A new class of iboga alkaloids, called oxa-iboga, was created by modifying the iboga molecular structure to replace a key component with a benzofuran ring. These compounds lack the heart rhythm risks (proarrhythmic effects) of ibogaine and noribogaine when tested on human heart cells. In male rats, oxa-iboga compounds were more effective than ibogaine at reducing opioid use. They act as potent kappa opioid receptor agonists but produce different behavioral effects than typical kappa agonists. A single dose or short treatment with oxa-noribogaine led to long-lasting reductions in morphine, heroin, and fentanyl intake, reversed persistent opioid-induced pain sensitivity, and suppressed drug-seeking behavior in relapse models. These compounds offer a mechanistically distinct approach to treating opioid use disorder.

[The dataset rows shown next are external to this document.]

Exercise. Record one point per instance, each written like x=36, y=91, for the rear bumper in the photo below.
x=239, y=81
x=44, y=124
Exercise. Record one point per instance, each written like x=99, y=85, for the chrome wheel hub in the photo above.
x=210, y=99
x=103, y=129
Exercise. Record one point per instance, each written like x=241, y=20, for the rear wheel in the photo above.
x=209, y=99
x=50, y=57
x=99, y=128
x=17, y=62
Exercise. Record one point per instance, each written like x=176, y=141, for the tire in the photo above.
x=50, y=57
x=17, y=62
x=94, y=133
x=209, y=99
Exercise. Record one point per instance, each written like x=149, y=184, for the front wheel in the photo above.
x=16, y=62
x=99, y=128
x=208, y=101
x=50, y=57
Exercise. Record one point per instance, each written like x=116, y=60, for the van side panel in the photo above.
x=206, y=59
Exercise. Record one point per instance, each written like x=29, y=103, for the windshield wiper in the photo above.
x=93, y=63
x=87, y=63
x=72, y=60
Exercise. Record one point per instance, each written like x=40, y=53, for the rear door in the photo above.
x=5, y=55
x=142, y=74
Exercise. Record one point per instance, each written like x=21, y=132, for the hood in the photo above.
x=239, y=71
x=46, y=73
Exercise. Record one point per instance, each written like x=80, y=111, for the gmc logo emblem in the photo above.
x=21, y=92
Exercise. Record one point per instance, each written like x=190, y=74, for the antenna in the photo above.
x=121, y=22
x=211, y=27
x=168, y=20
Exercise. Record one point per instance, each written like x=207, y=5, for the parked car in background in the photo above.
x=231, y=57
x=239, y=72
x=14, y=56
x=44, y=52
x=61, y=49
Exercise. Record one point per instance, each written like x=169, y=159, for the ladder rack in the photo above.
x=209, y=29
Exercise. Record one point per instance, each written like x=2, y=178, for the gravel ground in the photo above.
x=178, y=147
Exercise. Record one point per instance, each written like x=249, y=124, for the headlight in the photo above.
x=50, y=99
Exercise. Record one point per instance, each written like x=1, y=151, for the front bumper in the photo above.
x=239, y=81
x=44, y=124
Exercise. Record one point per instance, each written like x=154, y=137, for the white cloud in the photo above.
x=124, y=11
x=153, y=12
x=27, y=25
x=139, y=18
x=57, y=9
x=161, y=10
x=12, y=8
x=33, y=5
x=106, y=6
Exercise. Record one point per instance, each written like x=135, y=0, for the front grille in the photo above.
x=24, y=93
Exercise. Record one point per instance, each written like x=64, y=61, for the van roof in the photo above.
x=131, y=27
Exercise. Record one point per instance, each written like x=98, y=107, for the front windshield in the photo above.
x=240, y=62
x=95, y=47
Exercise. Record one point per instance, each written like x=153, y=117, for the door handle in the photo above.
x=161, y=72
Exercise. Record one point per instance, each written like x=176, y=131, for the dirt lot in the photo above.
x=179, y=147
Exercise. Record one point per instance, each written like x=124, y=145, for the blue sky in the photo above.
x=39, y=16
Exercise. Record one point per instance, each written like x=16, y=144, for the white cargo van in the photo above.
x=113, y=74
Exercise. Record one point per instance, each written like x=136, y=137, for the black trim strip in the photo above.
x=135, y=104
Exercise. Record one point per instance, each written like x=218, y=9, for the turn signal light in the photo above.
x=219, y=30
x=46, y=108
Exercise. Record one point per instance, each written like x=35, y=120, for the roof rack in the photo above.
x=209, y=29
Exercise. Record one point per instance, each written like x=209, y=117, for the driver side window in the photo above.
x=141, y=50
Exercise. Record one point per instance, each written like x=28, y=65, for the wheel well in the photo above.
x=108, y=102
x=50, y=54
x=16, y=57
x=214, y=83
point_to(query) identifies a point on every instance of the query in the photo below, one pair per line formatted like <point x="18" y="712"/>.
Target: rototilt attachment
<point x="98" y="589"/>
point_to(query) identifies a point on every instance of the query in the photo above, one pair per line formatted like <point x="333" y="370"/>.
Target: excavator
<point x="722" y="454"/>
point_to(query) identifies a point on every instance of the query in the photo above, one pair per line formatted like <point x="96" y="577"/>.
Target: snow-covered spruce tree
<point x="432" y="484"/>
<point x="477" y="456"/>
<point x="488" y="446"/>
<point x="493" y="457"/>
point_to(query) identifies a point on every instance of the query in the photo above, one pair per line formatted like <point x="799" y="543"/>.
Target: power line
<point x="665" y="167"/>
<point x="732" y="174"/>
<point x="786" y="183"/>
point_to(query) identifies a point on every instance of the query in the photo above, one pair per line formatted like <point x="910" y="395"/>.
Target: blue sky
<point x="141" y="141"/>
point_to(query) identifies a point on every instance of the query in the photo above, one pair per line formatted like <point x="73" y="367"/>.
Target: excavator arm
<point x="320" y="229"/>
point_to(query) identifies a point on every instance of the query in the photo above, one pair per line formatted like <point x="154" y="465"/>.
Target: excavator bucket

Development and validation of a UPLC-MS/MS method for real-time neuropharmacokinetic monitoring of iboga alkaloids in rat brain.

Journal of pharmaceutical and biomedical analysis June 24, 2026 Scot Mcintosh, Isabella Maldonado, Nickalus C Smith et al.

A sensitive UPLC-MS/MS method was developed and validated to quantify ibogaine, noribogaine, ibogamine, and oxa-noribogaine in rat brain microdialysate, measuring pharmacologically active, unbound drug in brain extracellular fluid rather than total tissue content. The method achieved lower limits of quantification of 0.78-1.56 ng/mL with a 6-minute run time, and calibration curves were linear over 0.78-75 ng/mL for ibogamine and 1.56-75 ng/mL for the other analytes. Accuracy and precision met acceptance criteria. Applied to rats (n=4), noribogaine in nucleus accumbens after 10 mg/kg intraperitoneal administration reached a peak unbound concentration of 292 ± 68 ng/mL at 50 minutes, demonstrating suitability for real-time neuropharmacokinetic profiling of iboga alkaloids.